El sentido del Vía Crucis es querer pasar de la muerte a la vida, aunque suene a locura.  Todo es igual, pero nada ya es igual. En este tiempo de Resurrección, nuestra mirada profunda tiene que cambiar. Sino creemos esto, el Papa Francisco dice que somos “cristianos de cuaresma sin resurrección”, con “cara de funeral”, “tan tristes que parece que van a su propio entierro”. No es postura fingida, tampoco hay que agarrarse los pómulos y hacer una sonrisa. Es apostar, aunque cueste por la esperanza del Domingo de Resurrección. Nuestras cruces personales y sociales, muchas veces nos sacuden del individualismo que vivimos y sale lo mejor del alma de Chile, como decía el Cardenal Silva. Nos levantamos tantas veces de innumerables tragedias y no tenemos cara de funeral, sino de confianza, de vida plena y paradojalmente, mejor.

Alguno me gritará: ¡ingenuo! No ves lo que sucede en la iglesia, en el país, en mi casa… Y yo le diré: ¡Sí, pero no es todo, algo despierta, algo cambia, algo se transforma!  Obviamente que tiene algo de desquiciado hablar de la vida donde hay tanta muerte. Pero de eso se trata, sino no, no tiene gracia, y mejor me quedo en mi dolor arropado por mi egoísmo, finalmente que se convierte y me hace aparece como víctima, el pobrecito…, y así hay tantos diseminados por el mundo. Porque para hablar de resurrección hay que salir de sí. Hay que dar el salto y mirar al otro. Solo cuando vivimos en alteridad, o con una palabra más fácil, poniéndonos en el lugar del otro, todo cambia.

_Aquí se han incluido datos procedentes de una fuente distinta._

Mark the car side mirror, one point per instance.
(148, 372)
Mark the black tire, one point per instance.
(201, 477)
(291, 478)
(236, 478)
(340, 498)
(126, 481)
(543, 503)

Carl Jung decía que en la segunda etapa de la vida, cuando ya tenemos varios dolores acumulados, comienza la apertura a la totalidad, a la sabiduría. A creer que la vida es más grande a pesar de tantas muertes. Los que estamos en esta etapa debemos dejar que la resurrección se nos note, no solo las arrugas o las canas. Porque no miramos solo hacia fuera sino también hacia dentro. Una persona mayor me comentaba que con los años nos vamos poniendo “tontitos”, y yo pensaba, bendita tontería porque esa persona se estaba ofreciendo para trabajar por los enfermos. Jung decía que había un principio regulador de la psique, cuando jóvenes siempre hacia fuera, y ahora más hacia dentro y nos compensa, nos auto-regula. El desafío es hacerlo, creativamente y que se nos note. ¡Eso es resurrección!

Gabriel García Márquez decía: “Si uno no crea, es cuando le llega la muerte”. Parafraseando esto, podríamos decir que la resurrección que ahora celebramos no es algo para después, para cuando entremos en el ataúd. Comienza ahora, cuando nos atrevemos a ser solidarios, cuando nos atrevemos a estudiar y hacer cosas nuevas pasados los años, cuando cantamos o bailamos, cuando tenemos cara de optimismo, aunque vayamos en el metro a la hora punta, cuando aprendemos a reírnos de nosotros mismos, cuando nos damos los tiempos para el silencio y el encuentro con la Palabra, aunque la agenda esté llena. Cuando acompañamos a alguien que queremos que está muy enfermo y nos reímos y comemos algo bueno. La resurrección es locura frente a este Chile muchas veces sombrío, con cara de tragedia y cada vez más ateo, como recién salió en una encuesta.

Los invito, los desafío, a “ser chalados por Dios” como decía el P. Hurtado. A ser “Felices y sacrificarse por la caridad”, como decía la Madre Bernarda. Necesitamos sembrar resurrección, porque nuestros dolores son tiempos de remover la tierra de tanta muerte.  Este es el mayor atrevimiento en el universo. Sacudamos la muerte de nuestro cuerpo y del alma. ¡Es posible, es urgente!